Олива заплакала, но слёзы замерзали прямо на глазах и больно щипали щёки. Мороз крепчал; девушки уже давно миновали Чумбаровку и, наугад петляя по незнакомым улицам, забурились в какой-то «шанхай». Время было уже позднее, людей поблизости не было. Кругом высились какие-то стрёмные деревянные бараки с разбитыми окнами и заколоченными дверьми, покосившиеся и обледенелые деревянные тротуары…
— Ты уверена, что мы идём в правильном направлении? — забеспокоилась Яна.
— Чёрт его знает, — призналась Олива, — Щас у кого-нибудь спросим.
Однако спросить у «кого-нибудь» дорогу здесь было довольно-таки проблематично. Людей не было видно вообще.

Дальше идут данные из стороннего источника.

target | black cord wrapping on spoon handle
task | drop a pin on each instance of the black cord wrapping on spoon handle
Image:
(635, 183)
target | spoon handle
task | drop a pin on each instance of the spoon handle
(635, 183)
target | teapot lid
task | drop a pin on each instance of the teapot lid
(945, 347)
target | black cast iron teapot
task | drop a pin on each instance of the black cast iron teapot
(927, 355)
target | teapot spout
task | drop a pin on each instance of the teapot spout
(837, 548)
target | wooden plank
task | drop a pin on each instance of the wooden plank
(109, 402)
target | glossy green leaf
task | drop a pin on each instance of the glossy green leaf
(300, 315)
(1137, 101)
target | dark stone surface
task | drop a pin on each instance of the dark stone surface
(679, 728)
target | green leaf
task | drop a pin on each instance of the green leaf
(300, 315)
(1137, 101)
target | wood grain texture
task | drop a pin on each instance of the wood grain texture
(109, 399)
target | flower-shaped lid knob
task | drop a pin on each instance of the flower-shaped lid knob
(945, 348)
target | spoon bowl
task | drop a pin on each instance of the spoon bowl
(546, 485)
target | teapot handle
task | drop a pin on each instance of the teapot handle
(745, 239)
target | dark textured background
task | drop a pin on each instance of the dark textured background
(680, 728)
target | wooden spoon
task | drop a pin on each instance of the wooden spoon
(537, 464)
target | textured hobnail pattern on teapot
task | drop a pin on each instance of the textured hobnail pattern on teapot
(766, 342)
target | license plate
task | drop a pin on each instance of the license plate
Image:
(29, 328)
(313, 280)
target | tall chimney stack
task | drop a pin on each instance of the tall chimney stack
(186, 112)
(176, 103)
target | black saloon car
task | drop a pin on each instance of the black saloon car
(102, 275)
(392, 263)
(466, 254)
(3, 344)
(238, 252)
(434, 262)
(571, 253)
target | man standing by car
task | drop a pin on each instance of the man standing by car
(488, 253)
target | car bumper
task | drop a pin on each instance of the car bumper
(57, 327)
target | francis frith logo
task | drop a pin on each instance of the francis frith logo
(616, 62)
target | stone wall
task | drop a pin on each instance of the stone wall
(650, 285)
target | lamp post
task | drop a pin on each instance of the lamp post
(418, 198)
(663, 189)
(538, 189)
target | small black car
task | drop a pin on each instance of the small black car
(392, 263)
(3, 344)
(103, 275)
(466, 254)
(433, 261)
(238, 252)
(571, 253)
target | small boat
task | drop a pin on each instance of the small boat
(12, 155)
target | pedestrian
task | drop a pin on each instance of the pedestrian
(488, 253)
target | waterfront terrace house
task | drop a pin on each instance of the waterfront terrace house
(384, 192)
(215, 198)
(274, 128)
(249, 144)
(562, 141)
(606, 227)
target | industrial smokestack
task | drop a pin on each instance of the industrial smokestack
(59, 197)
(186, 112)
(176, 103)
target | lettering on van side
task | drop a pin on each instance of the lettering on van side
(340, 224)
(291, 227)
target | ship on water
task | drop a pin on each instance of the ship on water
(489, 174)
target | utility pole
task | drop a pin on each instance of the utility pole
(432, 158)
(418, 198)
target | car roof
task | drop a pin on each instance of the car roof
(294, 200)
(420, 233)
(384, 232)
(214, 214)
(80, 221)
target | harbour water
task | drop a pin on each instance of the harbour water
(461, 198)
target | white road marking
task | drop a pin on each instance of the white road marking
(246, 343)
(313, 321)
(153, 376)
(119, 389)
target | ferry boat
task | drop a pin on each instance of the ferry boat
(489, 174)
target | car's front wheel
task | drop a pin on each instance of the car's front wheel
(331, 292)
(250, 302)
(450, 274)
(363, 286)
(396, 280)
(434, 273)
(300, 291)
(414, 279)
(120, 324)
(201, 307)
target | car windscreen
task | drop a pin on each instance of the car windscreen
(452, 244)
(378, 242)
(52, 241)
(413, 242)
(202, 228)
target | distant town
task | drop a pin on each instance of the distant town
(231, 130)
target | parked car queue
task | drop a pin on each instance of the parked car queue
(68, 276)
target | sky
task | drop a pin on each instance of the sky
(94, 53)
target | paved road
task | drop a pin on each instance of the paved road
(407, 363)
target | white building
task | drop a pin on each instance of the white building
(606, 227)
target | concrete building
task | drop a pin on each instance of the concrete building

— Я тебя убью!!! — раздражённо выпалила Яна, — Правильно говорят: один дурак так узел завяжет, что трое умных не развяжут. И как мы теперь отсюда выбираться будем, интересно знать?!
— Погоди, не пищи, — сказала Олива, — Будем идти всё время прямо — выберемся. Только не ной, ладно? Без тебя тошно…
Однако по мере того как они шли, «шанхай» всё не кончался, а наоборот, местность вокруг них становилась всё менее знакомой и более стрёмной. На одном из деревянных тротуаров, полого устремляющемся вниз, девчонки против воли заскользили по льду на ногах, всё сильнее ускоряясь под уклон.
— Уааау!!! — испуганно заверещала Яна, махая руками, как ветряная мельница.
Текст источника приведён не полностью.